Lifestyle modifications are a crucial component of heart disease prevention and management. The following are some general recommendations for maintaining a healthy lifestyle:
- Regular physical activity: Engaging in at least 150 minutes of moderate-intensity aerobic exercise or 75 minutes of vigorous-intensity aerobic activity per week can help reduce the risk of heart disease.
- Eating a healthy diet: Consuming a diet that is rich in fruits, vegetables, whole grains, lean protein, and healthy fats can help lower cholesterol levels and maintain a healthy weight.
- Maintaining a healthy weight: Obesity is a significant risk factor for heart disease. Maintaining a healthy weight through a balanced diet and regular exercise can help reduce this risk.
- Managing stress: Stress management techniques, such as mindfulness, meditation, yoga, or engaging in healthy hobbies, can help alleviate chronic stress and its effects on heart health.
- Avoiding tobacco and limiting alcohol consumption: Substance abuse is a significant risk factor for heart disease in the LGBTQ+ community.

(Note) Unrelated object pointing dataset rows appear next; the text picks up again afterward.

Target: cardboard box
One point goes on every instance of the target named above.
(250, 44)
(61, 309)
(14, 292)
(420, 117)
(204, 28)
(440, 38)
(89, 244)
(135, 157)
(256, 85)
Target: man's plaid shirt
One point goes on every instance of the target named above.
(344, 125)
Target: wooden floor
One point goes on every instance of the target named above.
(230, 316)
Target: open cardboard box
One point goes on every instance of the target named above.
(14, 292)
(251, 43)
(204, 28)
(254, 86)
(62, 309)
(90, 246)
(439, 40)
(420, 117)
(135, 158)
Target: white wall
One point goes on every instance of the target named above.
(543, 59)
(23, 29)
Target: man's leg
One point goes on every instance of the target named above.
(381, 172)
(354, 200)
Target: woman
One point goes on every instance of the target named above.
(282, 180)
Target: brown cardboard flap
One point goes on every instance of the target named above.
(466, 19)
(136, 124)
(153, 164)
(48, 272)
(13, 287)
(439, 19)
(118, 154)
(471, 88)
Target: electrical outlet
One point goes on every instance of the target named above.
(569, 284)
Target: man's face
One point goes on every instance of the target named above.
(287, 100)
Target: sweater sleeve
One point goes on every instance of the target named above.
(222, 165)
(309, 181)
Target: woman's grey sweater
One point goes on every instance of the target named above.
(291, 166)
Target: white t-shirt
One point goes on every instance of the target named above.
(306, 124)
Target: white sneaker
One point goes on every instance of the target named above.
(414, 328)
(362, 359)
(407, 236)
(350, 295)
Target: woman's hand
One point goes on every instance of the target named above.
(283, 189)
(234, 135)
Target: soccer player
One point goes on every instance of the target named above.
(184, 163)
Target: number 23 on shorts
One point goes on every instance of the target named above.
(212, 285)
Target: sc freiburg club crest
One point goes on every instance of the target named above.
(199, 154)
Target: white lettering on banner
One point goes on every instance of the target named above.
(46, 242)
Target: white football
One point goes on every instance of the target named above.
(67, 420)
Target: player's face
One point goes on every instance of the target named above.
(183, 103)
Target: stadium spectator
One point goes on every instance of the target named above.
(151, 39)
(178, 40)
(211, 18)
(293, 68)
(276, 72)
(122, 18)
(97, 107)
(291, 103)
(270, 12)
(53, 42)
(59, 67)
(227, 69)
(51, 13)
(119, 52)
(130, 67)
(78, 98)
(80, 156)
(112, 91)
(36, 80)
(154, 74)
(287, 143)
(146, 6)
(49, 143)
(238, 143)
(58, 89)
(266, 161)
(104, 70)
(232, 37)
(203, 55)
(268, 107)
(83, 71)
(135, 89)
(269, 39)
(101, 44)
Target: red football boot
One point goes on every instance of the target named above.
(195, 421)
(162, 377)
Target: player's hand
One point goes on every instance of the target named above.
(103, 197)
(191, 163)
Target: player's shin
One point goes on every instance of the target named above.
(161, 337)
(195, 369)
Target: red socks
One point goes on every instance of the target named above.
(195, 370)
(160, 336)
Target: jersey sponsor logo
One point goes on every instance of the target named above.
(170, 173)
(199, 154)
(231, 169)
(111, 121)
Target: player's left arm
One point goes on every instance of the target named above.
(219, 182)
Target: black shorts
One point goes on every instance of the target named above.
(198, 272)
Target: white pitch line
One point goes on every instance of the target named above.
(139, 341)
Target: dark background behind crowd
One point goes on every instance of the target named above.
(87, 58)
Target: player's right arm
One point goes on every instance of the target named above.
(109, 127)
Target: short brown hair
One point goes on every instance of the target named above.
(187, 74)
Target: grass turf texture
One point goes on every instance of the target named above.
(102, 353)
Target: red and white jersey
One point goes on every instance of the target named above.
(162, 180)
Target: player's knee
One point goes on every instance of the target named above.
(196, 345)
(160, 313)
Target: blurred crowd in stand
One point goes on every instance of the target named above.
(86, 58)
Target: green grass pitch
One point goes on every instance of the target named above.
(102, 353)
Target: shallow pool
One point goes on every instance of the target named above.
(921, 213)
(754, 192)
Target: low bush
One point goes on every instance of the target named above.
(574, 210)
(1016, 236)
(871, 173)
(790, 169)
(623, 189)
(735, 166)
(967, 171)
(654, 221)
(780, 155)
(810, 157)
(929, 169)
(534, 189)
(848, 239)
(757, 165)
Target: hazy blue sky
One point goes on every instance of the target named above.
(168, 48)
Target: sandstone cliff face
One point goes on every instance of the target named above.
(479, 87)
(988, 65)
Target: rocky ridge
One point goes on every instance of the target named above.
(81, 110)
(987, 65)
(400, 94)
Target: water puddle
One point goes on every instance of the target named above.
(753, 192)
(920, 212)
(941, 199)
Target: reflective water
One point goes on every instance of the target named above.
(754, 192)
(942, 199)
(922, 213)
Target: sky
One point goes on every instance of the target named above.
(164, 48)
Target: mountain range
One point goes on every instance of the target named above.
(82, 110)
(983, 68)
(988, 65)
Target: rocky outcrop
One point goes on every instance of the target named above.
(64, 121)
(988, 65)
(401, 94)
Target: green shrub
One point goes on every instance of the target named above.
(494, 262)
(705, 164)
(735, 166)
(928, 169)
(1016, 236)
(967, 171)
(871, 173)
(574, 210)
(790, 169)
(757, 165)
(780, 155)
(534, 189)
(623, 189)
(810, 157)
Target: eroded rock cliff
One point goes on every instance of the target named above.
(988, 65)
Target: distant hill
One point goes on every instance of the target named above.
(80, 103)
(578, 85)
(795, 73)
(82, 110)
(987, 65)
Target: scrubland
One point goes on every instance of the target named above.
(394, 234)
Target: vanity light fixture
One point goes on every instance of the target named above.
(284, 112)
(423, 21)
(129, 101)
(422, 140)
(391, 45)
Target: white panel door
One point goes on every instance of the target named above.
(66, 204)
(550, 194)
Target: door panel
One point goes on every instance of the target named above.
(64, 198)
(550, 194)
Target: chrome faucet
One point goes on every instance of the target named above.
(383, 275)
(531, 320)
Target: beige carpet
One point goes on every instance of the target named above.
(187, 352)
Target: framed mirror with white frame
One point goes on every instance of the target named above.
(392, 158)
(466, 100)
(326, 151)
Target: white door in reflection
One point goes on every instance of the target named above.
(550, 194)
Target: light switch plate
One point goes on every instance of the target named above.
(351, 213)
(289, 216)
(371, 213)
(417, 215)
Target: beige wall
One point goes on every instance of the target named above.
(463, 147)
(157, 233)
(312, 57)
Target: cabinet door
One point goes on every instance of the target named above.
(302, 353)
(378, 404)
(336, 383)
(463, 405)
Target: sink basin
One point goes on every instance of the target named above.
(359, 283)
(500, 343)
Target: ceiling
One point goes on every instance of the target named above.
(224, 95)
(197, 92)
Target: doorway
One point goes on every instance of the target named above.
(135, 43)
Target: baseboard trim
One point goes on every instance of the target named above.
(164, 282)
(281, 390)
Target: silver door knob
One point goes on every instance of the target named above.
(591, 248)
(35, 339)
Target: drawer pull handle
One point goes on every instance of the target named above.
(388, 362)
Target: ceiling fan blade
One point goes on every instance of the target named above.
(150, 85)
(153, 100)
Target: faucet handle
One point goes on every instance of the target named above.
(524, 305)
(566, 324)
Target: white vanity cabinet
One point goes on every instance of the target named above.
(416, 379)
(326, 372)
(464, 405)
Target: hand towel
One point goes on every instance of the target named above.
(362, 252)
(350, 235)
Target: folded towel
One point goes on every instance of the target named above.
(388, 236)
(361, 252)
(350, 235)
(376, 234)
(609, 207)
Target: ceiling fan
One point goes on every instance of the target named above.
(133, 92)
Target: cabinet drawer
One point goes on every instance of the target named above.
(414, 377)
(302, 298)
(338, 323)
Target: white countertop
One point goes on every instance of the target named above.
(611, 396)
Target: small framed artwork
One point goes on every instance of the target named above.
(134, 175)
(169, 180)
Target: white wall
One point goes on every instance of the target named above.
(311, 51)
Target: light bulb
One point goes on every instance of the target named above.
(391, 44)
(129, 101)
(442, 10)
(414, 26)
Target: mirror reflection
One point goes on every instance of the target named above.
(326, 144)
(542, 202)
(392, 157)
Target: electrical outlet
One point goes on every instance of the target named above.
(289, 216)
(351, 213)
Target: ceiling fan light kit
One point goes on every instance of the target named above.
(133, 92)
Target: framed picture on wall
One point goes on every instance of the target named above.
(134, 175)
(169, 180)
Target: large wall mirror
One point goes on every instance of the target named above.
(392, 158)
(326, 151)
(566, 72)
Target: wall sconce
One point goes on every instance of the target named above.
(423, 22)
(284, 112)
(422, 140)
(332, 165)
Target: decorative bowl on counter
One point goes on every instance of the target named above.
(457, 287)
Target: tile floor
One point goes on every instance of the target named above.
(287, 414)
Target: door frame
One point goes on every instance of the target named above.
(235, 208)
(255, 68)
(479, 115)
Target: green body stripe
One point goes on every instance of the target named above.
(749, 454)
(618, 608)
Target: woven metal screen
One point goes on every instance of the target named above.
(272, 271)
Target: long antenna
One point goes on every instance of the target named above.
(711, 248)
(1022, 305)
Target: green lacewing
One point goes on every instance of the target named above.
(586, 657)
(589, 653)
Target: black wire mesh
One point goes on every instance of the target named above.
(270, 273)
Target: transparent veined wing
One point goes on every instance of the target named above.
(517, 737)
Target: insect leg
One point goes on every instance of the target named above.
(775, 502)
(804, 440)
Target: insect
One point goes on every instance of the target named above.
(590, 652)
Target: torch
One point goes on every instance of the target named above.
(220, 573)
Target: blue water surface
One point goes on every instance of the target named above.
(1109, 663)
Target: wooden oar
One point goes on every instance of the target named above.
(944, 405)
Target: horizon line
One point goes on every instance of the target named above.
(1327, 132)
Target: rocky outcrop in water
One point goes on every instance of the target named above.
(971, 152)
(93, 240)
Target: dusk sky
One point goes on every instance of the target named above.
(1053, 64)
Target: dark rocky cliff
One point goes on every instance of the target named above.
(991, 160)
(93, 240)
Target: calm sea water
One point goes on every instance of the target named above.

Quitting smoking and limiting alcohol intake can help reduce these risks.
Regular Checkups and Communication with Healthcare Providers
Regular checkups with healthcare providers can help identify and manage risk factors for heart disease. It is vital for LGBTQ+ individuals to find healthcare providers who are knowledgeable about their unique challenges and to communicate their concerns and needs openly.
Heart disease is a significant concern for the LGBTQ+ community, as they face unique risk factors and challenges in accessing care. By understanding these risks, finding inclusive healthcare providers, and taking proactive steps toward maintaining heart health, LGBTQ+ individuals can reduce their risk of developing heart disease and improve their overall well-being.